It’s disappointing that Michael Cullen has ruled out both a tax-free bracket and a GST cut in his tax cut package to be announced at the Budget (not least of all because it means he clearly isn’t taking policy advice from The Standard).
His reasoning is odd on both points. The tax-free bracket is rejected because ‘up to 90 per cent of those earning less than $18,000 a year were temporarily on low incomes’ and it would offer little “meaningful relief for those further up the income scale’ That doesn’t make sense. A tax-free bracket would give exactly the same tax cut (in dollar terms) to everyone who has taxable income at or above the bracket level. Say you’ve got a $5,000 tax-free bracket: whether you’re earning $5,000 a year or $500,000 you would get a $750 a year cut. The higher income earner gets a smaller cut in percentage terms but everyone gets the same amount of cash.
Conversely, he argues that a GST cut would favour the well-off more because they spend more. Now, GST is regarded as a regressive tax. That is, the lower your income the more of your income goes on GST, because you save less of your income a higher portion of your income is spent, attracting GST. How can cutting a regressive tax itself be a regressive move? The real argument against cutting GST is that the benefit of a sales tax cut is split between the seller and the buyer, which means you have to cut tax revenue a lot for relatively little more money directly in consumer’s pockets.

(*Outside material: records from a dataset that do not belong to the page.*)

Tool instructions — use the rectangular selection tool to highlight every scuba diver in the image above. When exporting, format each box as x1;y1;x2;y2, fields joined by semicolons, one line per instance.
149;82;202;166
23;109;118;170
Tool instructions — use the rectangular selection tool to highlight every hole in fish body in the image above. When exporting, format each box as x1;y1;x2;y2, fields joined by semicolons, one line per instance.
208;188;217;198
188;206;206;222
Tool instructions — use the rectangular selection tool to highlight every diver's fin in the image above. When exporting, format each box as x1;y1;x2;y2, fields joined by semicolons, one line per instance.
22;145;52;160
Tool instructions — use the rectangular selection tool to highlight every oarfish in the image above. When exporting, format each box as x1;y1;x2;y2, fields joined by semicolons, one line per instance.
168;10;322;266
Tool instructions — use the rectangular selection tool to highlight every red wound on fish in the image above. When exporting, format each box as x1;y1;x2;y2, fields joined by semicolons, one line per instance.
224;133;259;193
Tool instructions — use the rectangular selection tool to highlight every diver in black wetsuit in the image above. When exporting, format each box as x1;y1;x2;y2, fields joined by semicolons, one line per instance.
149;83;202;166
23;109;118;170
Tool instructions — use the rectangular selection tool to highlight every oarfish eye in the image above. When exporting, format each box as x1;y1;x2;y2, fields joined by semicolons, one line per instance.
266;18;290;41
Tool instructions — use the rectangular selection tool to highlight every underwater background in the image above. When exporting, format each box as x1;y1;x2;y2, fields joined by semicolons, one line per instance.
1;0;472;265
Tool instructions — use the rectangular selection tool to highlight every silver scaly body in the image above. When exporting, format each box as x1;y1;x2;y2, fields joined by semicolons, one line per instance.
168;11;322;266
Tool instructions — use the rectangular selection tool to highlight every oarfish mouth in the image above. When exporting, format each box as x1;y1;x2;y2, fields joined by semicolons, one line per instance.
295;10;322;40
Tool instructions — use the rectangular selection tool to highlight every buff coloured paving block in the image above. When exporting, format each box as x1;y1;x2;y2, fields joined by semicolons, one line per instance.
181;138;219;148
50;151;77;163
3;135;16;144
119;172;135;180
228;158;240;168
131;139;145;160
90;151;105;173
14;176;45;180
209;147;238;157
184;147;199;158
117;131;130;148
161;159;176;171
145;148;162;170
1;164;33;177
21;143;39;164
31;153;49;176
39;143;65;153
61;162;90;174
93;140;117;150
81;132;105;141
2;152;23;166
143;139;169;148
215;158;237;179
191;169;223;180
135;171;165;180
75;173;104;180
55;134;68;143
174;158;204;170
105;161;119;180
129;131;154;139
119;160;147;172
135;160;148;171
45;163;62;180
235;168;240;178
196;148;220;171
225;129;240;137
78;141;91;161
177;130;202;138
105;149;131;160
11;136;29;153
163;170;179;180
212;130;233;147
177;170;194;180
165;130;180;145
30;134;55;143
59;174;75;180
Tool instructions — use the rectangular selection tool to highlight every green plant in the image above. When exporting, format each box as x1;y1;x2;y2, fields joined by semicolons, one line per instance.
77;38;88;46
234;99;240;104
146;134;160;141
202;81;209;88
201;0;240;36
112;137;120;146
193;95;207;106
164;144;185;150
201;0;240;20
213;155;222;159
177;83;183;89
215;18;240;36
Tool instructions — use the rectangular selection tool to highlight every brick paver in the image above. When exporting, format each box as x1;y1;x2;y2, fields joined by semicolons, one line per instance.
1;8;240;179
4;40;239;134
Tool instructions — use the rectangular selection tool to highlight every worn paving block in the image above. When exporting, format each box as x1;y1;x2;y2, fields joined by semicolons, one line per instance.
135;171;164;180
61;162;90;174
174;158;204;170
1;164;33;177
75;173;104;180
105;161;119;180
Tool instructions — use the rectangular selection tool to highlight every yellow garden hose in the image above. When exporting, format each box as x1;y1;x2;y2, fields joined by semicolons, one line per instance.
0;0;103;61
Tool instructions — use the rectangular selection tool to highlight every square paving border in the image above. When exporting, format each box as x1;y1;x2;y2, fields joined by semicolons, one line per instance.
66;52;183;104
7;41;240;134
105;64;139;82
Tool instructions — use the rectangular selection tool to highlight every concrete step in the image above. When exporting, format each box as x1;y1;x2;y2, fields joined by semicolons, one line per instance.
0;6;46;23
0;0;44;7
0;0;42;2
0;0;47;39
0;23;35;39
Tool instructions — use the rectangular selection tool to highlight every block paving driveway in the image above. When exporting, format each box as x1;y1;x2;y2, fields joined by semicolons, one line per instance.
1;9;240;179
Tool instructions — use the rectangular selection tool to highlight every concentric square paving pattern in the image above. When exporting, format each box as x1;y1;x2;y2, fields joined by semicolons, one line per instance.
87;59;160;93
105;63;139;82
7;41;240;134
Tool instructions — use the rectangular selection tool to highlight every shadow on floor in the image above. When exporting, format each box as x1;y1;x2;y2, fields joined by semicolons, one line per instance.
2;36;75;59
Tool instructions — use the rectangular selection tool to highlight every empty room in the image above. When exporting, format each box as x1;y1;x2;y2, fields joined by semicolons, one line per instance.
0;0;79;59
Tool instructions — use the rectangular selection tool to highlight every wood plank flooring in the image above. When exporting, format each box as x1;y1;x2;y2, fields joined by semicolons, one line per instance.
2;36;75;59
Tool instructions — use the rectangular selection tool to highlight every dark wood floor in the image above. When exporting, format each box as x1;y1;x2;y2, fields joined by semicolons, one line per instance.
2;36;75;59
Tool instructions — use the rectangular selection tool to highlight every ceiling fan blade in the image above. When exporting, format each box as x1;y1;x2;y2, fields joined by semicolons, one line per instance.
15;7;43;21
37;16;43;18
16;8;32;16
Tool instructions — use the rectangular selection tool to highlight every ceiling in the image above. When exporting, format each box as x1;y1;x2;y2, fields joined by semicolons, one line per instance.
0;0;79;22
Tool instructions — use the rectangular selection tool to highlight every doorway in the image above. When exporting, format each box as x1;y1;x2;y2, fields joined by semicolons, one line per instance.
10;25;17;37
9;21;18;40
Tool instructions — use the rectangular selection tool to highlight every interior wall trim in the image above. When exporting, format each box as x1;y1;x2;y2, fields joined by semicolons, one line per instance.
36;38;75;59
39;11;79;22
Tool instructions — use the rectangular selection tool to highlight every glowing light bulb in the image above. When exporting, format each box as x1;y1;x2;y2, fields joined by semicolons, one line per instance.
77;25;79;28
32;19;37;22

Even if both Cullen’s arguments stand, don’t they balance out? Cullen says a tax-free bracket doesn’t give enough to higher incomes, and a GST cut gives more to higher incomes do a bit of both and you’ve got a balance.
A tax-free bracket and lower GST would have been cut everyone’s tax, meeting that important fairness test. Politically, they would have been good cuts too: simple, easy to understand and implement. GST is hated and a tax-free bracket would have an easy resonance.
Now, Cullen is left with making adjustments to the rates and thresholds of the existing income tax brackets. It will be interesting to see what he comes up with. It’s his last chance to get it right.